We approached the signal detection from background as Anomaly detection problem and assumed that each feature is independent in the row. There are several ways to approach this problem in unsupervised fashion:
Autoencoders can be used in an unsupervised fashion. K-means clustering is also possible but because of class imbalance, it will bias the majority samples. One more approach is to treat this problem as (AD) Anamoly detection problem. Since, the goal is to detect a signal event from a large background events. This problem is similar to fradulent transation detection or object detection from a large set of background pixels or defect detection in images using machine vision, medical diagnosis and law enforcement. We have used Anamoly approach to solve this problem. There are several Anamoly Detection Models like:
Isolation Forest Local Outlier Factor Robust Covariance One-Class SVM One-Class SVM (SGD) We use Isolation Forest.
Steps:
First we look for null values and replace them with zero and then normalization. We analyze various principal components to see which feture has more variance. We investigate the coorelation between features between backgound and Signal event on p3 and p14 features. We observe that the p3 and p14 features didn't show any diffrence between signal and background events.

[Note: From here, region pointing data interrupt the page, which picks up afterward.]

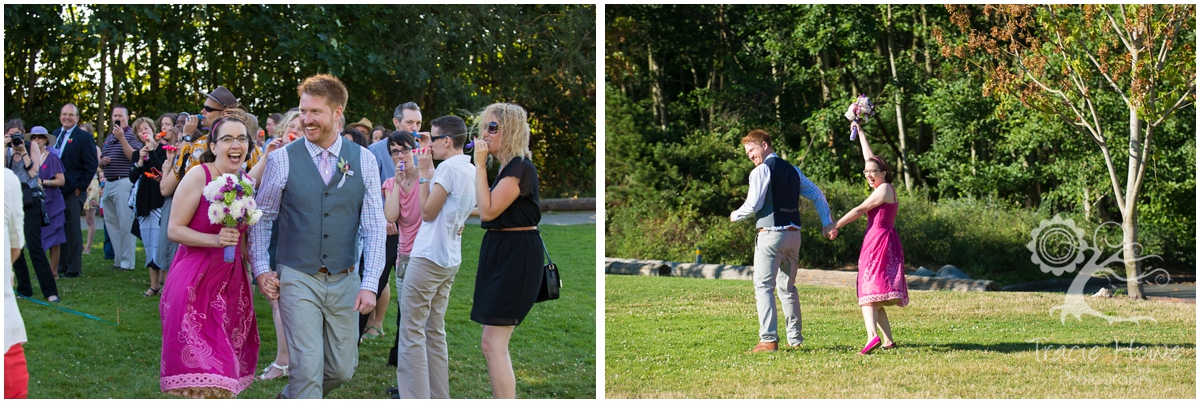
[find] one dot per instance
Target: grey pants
(775, 254)
(323, 330)
(423, 366)
(118, 221)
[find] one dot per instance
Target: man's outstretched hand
(829, 232)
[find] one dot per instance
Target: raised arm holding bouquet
(858, 113)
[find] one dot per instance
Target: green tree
(1063, 60)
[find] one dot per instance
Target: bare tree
(1060, 59)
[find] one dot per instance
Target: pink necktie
(327, 172)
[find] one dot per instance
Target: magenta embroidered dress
(209, 332)
(881, 260)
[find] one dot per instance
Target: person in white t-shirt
(16, 376)
(447, 194)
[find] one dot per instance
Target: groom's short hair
(325, 85)
(756, 136)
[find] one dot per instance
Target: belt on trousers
(769, 230)
(327, 270)
(515, 228)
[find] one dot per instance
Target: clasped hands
(829, 232)
(269, 284)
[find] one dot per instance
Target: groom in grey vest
(774, 197)
(325, 198)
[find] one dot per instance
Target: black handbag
(550, 280)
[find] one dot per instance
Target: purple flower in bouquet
(232, 204)
(859, 112)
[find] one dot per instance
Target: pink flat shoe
(870, 346)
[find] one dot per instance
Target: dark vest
(781, 203)
(318, 222)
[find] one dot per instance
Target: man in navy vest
(327, 194)
(775, 191)
(77, 149)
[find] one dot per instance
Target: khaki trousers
(423, 367)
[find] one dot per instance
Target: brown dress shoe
(765, 347)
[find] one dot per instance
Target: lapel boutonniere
(345, 167)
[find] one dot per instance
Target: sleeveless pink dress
(209, 332)
(881, 260)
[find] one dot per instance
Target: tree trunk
(825, 79)
(897, 97)
(779, 88)
(153, 65)
(660, 110)
(1129, 217)
(103, 83)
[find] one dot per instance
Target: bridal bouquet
(232, 204)
(858, 112)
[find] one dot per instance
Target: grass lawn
(70, 356)
(685, 337)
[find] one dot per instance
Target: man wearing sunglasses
(117, 158)
(407, 118)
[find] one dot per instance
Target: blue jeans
(775, 254)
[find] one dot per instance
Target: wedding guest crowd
(319, 215)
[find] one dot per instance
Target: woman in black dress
(510, 265)
(149, 199)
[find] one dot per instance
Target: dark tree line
(448, 59)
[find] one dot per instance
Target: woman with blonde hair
(148, 200)
(510, 266)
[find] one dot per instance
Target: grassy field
(70, 356)
(684, 337)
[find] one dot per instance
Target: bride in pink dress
(209, 334)
(881, 281)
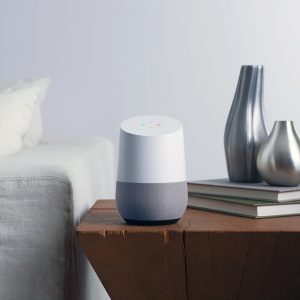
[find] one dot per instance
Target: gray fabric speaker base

Also, we observe most of signal events have smaller value of feature p14. We have only 0.17% signal events from the dataset. This implies random guess by any model should produce 0.17% accuracy for signal detection.
We tested two models, LocalOutlierFactor and Isolation Forest. Isolation Forest gives better results. After anayzing the confusion matrix, we can see 201/492 signal can be detected which is apprximately 40% accuracy.
Signal Accuracy = 201/492 ~ 40%
Advantages of Isolation Forest: Computationaly Efficient and has been proven effective in other anamoly detection problems.
Limtations: Model is dependent on contanimaton parameter i.e., it should be estimated what percentage is signal beforehand. Also, model suffers from a bias because of branching factor.
Graph Machine Learning is popular nowadays. We translate this problem into a graph machine learning by translating the tabular dataset into a graph dataset. Graph Machine Learning can model a problem on the grounds of supervised ML problem (node classification) here, unsupervised or a semi supervised problem, where we can perform the clustering of those node embeddings. Another main motivation is, sometimes the data could also have some non-euclidean properties and through message passing, similar nodes must gather together so that we can see the clusters that can be seperable. So to see whether the data has some non-euclidean properties or not and whether it can be modelled that way, we are using Graph ML. The results do not create a significant difference in this problem. What we see from the embedding is that the data belonging to class1 1 is somewhow mixed with the datapoints belonging to class 0. Regardless of using any type of approaches, we see the overlapping between the embeddings. Although, the results do not appear so good but applying Graph Machine Learning on such problems is an exciting and emerging new field.